Questa non è una liberalizzazione di poco conto, perché finalmente mette in cima i consumatori, cioè l’interesse generale, che deve sempre prevalere su quello delle categorie.

Sarebbe opportuno che il Governo Monti continuasse, liberalizzando tutti i settori bloccati dalla famelicità delle corporazioni. Se il Governo segue la stella polare dell’interesse generale prevalente su quello di parte, avrà un vasto consenso della popolazione, anche se ci saranno ostacoli da parte di partiti politici che le tutelano. Ma almeno tali partiti saranno costretti a venire allo scoperto nel momento in cui il Governo presenterà un disegno di legge in questa direzione.
Nel giro di qualche mese, la liberalizzazione degli orari di vendita degli esercizi commerciali, piccoli o grandi, dovrebbe diventare diffusa e consentirci di essere liberi di comprare in qualunque momento del giorno e della notte. Questa potrebbe essere una possibilità per aumentare i consumi, anche se molte famiglie vivono con il freno tirato sulle spese.
In tutti i Paesi del mondo avanzato, gli esercizi commerciali sono aperti anche di notte, a proprio insindacabile giudizio.

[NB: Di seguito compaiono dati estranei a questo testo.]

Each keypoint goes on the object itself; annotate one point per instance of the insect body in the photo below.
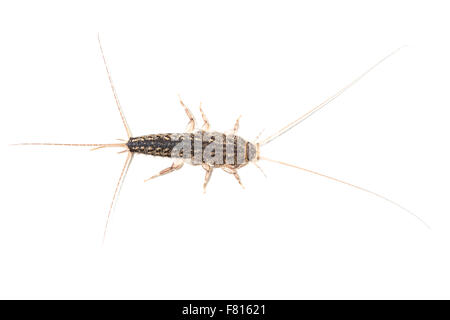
(210, 149)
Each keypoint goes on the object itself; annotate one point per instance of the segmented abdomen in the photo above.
(201, 147)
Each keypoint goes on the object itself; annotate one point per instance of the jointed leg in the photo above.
(205, 120)
(191, 124)
(236, 125)
(176, 165)
(235, 174)
(209, 170)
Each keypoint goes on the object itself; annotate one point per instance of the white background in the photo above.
(292, 235)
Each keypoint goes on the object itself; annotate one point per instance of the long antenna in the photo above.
(122, 115)
(117, 190)
(324, 103)
(351, 185)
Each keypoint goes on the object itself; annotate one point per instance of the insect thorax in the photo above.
(201, 147)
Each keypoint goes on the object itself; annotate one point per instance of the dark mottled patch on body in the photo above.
(213, 148)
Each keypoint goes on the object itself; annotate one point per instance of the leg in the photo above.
(191, 124)
(176, 165)
(236, 125)
(234, 173)
(205, 120)
(209, 170)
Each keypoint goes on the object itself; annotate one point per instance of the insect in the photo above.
(209, 149)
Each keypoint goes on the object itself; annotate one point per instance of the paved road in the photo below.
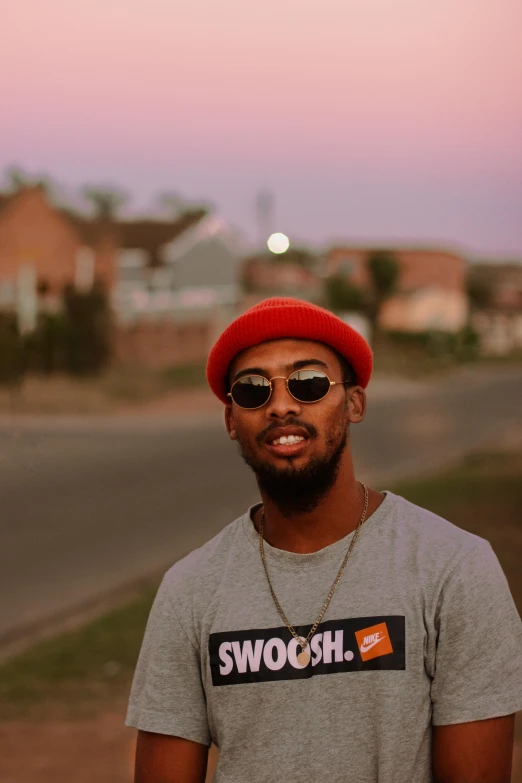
(89, 506)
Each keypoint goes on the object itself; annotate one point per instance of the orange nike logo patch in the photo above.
(374, 641)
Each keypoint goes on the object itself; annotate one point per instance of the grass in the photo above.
(79, 670)
(124, 384)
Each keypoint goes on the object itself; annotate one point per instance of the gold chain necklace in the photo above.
(304, 657)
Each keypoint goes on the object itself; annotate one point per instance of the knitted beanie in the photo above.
(277, 318)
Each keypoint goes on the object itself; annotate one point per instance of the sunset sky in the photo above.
(369, 120)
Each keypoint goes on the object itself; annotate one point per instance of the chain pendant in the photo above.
(303, 659)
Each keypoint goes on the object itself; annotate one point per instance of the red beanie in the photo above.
(277, 318)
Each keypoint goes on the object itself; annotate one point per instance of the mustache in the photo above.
(311, 430)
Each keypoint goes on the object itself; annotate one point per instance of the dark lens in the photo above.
(252, 391)
(308, 385)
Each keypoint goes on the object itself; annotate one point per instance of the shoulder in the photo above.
(198, 575)
(437, 544)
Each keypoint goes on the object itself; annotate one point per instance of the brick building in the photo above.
(57, 246)
(431, 291)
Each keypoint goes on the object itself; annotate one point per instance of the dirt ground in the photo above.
(97, 749)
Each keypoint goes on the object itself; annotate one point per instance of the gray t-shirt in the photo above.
(421, 631)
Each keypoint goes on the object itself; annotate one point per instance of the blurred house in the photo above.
(166, 267)
(496, 291)
(172, 282)
(431, 290)
(294, 274)
(49, 248)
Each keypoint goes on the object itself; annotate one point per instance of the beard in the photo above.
(299, 490)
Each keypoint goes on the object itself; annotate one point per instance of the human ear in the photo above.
(230, 423)
(356, 404)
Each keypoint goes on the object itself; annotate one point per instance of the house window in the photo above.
(84, 269)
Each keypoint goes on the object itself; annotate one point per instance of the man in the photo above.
(332, 632)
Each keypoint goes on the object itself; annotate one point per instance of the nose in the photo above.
(281, 404)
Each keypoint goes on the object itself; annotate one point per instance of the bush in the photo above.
(86, 334)
(12, 351)
(462, 345)
(75, 341)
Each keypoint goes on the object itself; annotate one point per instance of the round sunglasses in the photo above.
(254, 391)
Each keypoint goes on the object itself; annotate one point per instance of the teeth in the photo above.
(287, 439)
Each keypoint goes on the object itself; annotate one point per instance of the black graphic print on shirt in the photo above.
(270, 654)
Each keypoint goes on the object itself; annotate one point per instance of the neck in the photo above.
(337, 515)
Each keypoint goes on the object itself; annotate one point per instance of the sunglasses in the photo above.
(254, 391)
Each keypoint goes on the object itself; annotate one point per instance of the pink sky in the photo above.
(369, 119)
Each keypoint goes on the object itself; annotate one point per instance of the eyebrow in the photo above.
(298, 365)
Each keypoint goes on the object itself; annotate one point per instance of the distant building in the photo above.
(431, 291)
(147, 265)
(497, 314)
(295, 274)
(50, 245)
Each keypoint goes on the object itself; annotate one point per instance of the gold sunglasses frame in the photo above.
(276, 377)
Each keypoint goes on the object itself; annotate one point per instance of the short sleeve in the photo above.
(478, 661)
(167, 695)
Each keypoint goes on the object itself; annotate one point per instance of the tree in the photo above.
(480, 293)
(106, 201)
(384, 274)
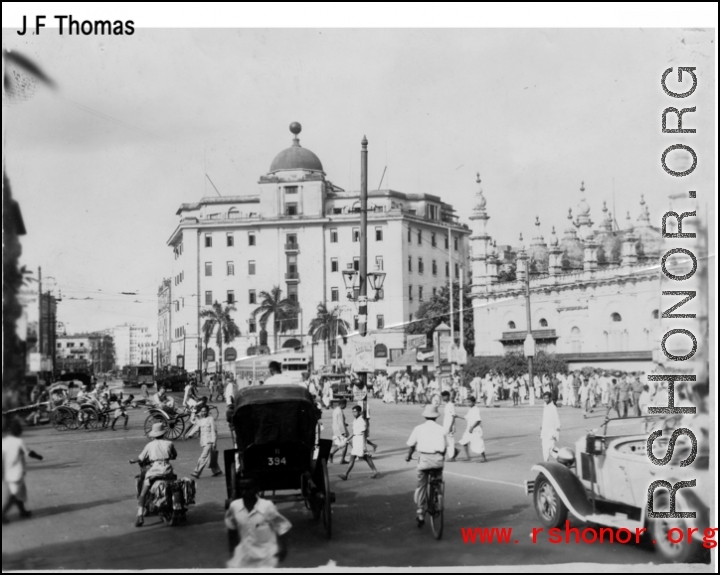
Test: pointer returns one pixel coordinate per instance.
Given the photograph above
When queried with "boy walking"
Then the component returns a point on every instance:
(359, 449)
(205, 425)
(14, 453)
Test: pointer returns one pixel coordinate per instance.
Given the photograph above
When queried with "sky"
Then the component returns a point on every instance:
(101, 165)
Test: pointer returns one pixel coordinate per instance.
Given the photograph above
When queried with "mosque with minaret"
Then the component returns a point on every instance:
(594, 288)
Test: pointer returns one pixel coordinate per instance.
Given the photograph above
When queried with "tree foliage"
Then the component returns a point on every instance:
(436, 310)
(283, 311)
(327, 326)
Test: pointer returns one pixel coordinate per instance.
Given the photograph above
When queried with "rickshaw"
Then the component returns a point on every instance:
(175, 422)
(62, 416)
(276, 432)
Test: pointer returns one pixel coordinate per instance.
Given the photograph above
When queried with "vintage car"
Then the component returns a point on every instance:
(605, 478)
(276, 432)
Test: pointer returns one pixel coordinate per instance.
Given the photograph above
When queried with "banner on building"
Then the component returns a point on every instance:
(364, 356)
(425, 355)
(458, 355)
(416, 342)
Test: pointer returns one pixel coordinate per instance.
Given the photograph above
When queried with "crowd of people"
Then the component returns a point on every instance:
(621, 392)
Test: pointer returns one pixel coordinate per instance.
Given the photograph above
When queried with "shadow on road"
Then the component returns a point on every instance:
(49, 511)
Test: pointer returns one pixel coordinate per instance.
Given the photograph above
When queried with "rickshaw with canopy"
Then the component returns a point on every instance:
(276, 432)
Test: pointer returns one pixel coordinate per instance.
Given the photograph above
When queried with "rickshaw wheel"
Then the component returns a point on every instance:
(175, 426)
(60, 418)
(72, 422)
(325, 501)
(90, 417)
(151, 419)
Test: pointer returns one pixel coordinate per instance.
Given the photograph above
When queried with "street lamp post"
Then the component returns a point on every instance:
(529, 342)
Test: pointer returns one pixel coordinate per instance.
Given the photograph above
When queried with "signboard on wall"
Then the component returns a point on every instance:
(416, 342)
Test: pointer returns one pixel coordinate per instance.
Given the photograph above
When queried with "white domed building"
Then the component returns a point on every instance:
(299, 231)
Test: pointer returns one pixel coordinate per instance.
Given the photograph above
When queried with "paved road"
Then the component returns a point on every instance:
(82, 496)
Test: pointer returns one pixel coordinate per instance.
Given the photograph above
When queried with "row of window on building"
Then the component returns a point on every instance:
(433, 239)
(614, 317)
(291, 291)
(292, 267)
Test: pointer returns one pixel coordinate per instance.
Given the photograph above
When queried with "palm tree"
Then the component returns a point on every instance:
(327, 325)
(283, 311)
(219, 316)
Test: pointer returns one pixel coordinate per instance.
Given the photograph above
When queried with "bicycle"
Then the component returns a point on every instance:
(434, 502)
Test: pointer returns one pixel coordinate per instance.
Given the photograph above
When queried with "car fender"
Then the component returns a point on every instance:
(685, 500)
(569, 488)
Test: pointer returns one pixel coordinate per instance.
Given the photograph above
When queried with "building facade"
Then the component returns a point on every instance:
(133, 345)
(594, 289)
(299, 232)
(73, 353)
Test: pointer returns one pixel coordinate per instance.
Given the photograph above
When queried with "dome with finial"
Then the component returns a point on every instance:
(650, 242)
(644, 217)
(583, 208)
(554, 241)
(538, 239)
(296, 157)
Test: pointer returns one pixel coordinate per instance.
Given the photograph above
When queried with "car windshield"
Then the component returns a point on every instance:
(630, 425)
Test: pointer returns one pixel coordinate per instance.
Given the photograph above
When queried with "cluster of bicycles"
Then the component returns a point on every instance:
(73, 416)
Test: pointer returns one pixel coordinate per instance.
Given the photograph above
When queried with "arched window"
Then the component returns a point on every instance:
(575, 340)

C’è infatti chi lavora di giorno che ha la necessità di fare le proprie spese durante la notte. Non si capiva perché l’Italia dovesse essere bloccata e irregimentata in orari limitati anziché liberi, come avviene ovunque.
 
La liberalizzazione degli orari deve consentire anche a settori diversi di potere stabilire il numero delle ore di apertura dei propri uffici e quando aprirli. Constateremo nei prossimi mesi se le liberalizzazioni avverranno nei settori bancario, assicurativo, della vendita dei carburanti, con l’apertura dei corner nei supermercati; constateremo se sarà consentito a qualunque cittadino di chiedere la concessione per l’esercizio del trasporto mediante taxi, senza bisogno di passare dalle forche caudine della compravendita delle licenze, a botta di 150 mila euro cadauna; se sarà consentito a qualunque farmacista di aprire un esercizio per la vendita di medicinali e affini, se sarà consentito a chi voglia intraprendere un’attività imprenditoriale o professionale di iniziarla essendo munito dell’abilitazione professionale, ma senza la necessità di iscrizione all’Ordine, sostituito dall’associazione di categoria.

Ci rendiamo conto che è difficile disincrostare la società italiana, dopo 60 anni di predominio di privilegiati e di caste. In fondo, esse provengono dalle corporazioni fasciste che la democrazia non è stata capace di cancellare. Anzi, si sono rinforzate inviando i propri rappresentanti nel Parlamento e quindi agendo come vere e proprie lobbies per privilegiare i propri interessi.
Liberalizzare non vuol dire privatizzare. Quest’ultimo verbo significa il trasferimento della proprietà delle società ma non necessariamente inserisce concorrenza. Privatizzare è salutare a condizione che non si trasferisca il monopolio dal pubblico al privato, come nel caso delle concessioni autostradali o di quello degli aeroporti.
La mano pubblica deve retrocedere dall’invasione di campo, perché non è capace di gestire in modo efficiente le attività economiche. Anche su questo versante attendiamo la trasformazione dei buoni propositi di questo Governo in atti concreti.
Eliminare lacci e lacciuoli, rendere libera l’attività di impresa, mettere tutti i soggetti in concorrenza significa riportare i cittadini al ruolo di primo piano, come è giusto che sia.